9.02.2019

emek ve özgürlük

andre breton

insanlar, ya öteki sefaletlerle birlikte ya da onlarsız, işe, emeğe tahammül edebildikleri ölçüde ilginç olmayı bilirler ancak. başkaldırı, onların içinde daha ağır basmasa, emek nasıl yüceltebilirdi onları? o anda görebilirsiniz onları, onlar ise zaten göremezler sizi.

ben tüm gücümle, bana değer biçilmek istenen bu köleliği yadsıyorum, nefret ediyorum ondan. buna mahkum olduğu için insana acıyorum, genelde ondan yakasını sıyıramadığı için de acıyorum ona; ne var ki beni onun safına çeken, çabasının şiddeti, acımasızlığı değil; beni onun yanına çeken, güçlü başkaldırısından başkası değil ve olamaz da. bilirim ki tanrının her günü, birkaç saniye arayla, aynı hareketi tekrarlamaya zorlayan bir fabrika fırınında ya da şu acımasız makinelerin önünde veya başka her yerde, en az kabullenilebilir, sineye çekilebilir emirler karşısında ya da hücrede veya bir idam mangası karşısında bile özgür hissedebilir kendisini insan; ama çekilen işkence değildir bu özgürlüğü yaratan. bir diyeceğim yok buna.

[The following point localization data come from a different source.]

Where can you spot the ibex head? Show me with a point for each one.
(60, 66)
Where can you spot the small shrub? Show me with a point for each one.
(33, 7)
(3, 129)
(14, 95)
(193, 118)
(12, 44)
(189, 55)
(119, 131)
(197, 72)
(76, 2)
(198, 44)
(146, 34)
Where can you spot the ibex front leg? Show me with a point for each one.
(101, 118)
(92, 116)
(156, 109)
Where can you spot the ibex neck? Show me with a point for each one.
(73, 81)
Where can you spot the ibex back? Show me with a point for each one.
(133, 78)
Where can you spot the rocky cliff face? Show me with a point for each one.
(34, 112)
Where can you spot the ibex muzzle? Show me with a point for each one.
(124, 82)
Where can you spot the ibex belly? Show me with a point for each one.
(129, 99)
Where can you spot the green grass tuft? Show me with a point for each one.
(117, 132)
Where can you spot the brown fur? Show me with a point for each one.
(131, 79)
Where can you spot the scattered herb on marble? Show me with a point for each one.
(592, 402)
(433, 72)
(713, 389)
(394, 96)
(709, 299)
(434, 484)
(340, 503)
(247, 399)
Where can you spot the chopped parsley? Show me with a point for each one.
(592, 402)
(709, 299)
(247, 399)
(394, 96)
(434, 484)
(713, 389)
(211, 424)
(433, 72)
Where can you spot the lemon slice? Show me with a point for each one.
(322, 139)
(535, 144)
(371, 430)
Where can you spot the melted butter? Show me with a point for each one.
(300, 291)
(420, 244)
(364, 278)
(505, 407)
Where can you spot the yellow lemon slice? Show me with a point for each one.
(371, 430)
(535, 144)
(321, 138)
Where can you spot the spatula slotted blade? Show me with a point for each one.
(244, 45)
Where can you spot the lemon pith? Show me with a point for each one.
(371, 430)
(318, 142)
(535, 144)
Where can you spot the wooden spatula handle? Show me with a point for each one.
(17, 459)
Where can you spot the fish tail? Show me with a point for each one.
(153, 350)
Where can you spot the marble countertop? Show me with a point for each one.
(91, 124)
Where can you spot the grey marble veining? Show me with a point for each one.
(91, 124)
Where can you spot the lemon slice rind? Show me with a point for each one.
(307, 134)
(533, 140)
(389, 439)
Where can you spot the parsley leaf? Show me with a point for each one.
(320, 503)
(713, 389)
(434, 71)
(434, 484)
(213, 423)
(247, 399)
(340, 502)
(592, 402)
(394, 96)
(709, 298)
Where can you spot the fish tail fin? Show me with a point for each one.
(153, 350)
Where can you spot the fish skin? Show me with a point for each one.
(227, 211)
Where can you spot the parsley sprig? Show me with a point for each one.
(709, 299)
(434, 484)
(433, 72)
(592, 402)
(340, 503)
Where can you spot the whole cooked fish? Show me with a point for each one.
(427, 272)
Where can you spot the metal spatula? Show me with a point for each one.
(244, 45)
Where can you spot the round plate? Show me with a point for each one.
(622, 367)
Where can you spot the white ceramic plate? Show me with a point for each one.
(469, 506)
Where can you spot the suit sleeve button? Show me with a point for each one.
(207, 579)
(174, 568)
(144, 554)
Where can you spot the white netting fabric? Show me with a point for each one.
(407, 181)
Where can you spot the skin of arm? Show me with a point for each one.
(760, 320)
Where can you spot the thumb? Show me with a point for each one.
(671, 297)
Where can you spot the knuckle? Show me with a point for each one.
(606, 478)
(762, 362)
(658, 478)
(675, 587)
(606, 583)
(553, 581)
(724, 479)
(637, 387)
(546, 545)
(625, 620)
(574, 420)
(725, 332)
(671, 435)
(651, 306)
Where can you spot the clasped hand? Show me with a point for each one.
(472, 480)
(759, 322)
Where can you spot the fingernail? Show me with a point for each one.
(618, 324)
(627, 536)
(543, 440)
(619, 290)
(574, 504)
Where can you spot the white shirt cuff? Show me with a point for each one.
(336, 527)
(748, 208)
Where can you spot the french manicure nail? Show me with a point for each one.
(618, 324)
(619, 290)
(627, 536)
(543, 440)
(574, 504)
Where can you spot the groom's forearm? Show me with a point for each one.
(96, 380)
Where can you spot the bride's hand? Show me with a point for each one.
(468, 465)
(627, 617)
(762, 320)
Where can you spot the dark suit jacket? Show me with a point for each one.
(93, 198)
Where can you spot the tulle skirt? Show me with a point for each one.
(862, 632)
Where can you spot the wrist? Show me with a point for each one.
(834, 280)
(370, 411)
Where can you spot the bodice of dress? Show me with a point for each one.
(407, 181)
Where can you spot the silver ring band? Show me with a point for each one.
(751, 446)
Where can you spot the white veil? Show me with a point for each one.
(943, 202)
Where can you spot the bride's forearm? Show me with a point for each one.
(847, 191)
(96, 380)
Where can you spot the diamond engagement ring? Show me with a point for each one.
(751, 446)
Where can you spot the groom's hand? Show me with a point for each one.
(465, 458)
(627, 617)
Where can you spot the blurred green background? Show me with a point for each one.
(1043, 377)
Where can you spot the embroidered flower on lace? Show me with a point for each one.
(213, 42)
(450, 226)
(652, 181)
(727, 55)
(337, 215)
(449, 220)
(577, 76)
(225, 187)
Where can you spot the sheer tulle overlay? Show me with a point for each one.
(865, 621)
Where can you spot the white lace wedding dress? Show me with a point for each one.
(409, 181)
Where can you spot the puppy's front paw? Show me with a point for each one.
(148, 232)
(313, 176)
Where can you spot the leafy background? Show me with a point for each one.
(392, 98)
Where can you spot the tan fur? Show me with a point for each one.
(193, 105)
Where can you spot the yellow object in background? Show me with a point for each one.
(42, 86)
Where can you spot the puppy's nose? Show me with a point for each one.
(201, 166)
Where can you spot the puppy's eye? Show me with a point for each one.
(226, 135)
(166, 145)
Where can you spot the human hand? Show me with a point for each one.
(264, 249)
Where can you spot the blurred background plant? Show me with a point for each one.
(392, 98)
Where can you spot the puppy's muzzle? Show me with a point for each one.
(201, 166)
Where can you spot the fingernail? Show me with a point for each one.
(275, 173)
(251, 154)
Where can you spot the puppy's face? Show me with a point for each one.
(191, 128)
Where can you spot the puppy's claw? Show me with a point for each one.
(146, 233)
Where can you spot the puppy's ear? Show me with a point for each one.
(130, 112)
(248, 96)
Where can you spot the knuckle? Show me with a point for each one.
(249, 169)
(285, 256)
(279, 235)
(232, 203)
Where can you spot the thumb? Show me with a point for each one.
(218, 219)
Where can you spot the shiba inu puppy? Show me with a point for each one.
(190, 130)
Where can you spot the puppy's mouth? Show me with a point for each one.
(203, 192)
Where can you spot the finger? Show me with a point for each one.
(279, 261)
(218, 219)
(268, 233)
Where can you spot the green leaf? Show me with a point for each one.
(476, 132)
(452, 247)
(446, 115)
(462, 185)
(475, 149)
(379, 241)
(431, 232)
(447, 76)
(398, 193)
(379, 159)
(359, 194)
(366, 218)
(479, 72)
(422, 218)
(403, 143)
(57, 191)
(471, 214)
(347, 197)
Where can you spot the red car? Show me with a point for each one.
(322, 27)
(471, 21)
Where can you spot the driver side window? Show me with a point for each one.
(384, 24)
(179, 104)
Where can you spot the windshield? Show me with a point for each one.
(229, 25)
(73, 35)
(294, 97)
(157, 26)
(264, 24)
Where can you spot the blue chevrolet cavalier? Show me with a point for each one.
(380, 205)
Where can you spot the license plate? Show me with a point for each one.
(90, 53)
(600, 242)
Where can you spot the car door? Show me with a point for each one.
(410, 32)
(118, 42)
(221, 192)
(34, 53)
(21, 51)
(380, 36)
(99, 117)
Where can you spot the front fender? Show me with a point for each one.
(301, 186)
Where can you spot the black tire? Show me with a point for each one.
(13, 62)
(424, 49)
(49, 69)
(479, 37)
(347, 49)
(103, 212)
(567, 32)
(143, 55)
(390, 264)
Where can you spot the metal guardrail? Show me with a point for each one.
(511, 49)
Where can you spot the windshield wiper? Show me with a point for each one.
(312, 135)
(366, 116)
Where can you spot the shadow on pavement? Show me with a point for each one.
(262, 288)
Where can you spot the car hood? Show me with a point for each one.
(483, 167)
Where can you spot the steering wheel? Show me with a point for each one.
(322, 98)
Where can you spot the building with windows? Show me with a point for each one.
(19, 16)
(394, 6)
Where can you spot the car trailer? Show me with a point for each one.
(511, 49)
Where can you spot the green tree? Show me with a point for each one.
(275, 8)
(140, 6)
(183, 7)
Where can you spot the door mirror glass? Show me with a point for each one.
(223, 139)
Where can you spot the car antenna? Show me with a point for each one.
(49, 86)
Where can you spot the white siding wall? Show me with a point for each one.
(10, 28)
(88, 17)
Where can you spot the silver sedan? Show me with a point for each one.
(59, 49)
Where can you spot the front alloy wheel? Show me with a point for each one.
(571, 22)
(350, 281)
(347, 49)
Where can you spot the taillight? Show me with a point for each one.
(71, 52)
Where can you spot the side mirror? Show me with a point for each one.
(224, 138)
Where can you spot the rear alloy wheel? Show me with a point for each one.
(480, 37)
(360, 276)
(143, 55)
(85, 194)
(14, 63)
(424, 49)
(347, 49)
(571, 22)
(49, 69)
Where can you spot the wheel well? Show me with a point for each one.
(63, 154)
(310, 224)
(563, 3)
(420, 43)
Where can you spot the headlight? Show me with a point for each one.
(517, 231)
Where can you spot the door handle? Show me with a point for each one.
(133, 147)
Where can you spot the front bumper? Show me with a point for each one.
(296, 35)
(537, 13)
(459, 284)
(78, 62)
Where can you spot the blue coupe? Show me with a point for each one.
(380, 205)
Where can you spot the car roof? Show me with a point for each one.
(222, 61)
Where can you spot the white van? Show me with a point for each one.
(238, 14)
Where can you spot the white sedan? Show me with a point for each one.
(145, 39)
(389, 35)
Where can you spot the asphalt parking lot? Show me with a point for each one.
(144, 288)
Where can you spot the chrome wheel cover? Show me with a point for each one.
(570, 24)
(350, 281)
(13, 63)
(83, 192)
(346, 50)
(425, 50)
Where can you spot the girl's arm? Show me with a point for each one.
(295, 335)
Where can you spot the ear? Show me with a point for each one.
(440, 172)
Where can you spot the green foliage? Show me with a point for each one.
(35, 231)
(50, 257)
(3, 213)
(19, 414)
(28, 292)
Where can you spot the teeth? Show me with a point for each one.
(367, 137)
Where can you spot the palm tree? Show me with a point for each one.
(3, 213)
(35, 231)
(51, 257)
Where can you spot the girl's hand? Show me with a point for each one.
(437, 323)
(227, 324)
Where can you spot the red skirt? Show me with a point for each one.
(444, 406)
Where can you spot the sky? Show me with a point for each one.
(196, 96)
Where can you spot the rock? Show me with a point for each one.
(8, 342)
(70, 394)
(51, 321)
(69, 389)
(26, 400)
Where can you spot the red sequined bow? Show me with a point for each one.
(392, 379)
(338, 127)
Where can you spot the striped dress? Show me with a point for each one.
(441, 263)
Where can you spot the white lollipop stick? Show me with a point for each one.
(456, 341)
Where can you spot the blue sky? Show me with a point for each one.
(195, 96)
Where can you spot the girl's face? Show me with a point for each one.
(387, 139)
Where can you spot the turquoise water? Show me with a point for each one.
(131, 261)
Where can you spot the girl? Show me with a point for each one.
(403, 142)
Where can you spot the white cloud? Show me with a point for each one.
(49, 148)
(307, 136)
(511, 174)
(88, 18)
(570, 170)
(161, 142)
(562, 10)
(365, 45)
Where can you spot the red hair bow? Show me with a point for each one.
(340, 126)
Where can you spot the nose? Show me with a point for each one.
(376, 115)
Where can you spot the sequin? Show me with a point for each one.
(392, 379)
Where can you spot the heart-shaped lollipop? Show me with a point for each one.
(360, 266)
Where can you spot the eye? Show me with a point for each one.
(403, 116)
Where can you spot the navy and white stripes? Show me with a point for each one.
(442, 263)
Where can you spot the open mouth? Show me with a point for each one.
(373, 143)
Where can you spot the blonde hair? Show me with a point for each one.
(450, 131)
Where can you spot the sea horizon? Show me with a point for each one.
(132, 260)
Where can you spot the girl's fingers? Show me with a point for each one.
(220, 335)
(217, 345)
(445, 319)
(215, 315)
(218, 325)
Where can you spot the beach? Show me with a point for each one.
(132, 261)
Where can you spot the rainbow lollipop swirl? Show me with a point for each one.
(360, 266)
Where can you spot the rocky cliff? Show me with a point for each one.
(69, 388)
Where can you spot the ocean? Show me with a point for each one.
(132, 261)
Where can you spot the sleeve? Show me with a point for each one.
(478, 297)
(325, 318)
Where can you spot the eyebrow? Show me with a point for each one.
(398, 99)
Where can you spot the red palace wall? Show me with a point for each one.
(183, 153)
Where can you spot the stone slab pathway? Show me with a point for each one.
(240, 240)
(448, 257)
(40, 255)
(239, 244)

özgürlük, o, binbir türlü ve en zorlu özverilerle şu dünyada elde ettiğimiz özgürlük, bir kez de ele geçti mi, ondan yararlanılsın ister; hiçbir sınır konulmadan, hiçbir yararcı düşünceye kapılmaksızın yararlanılsın ister; çünkü en yalın devrimci biçimi altında anlaşılan insanın kurtuluşu olgusu, hizmet edilmeye değer tek davadır. bu herkese göre bir kurtuluş da değildir; demek istiyorum ki, her kişinin elindeki yöntemlere göre bir kurtuluş da değildir bu.

özgürlük sürekli bir zincirlerden arınmadır; doğru da, bu arınmanın sürekli olabilmesi, devamlı mümkün olabilmesi için zincirlerin bizi altında ezmemesi gerekmez mi, sizin sözünü ettiğiniz insanların çoğunu ezdikleri gibi? ama özgürlük insan açısından daha fazlasıdır belki de, daha uzun ya da daha kısa adımların, en çok, bu zincirlerin koparışı için insana vaat edilen en görkemli adımların zinciridir de.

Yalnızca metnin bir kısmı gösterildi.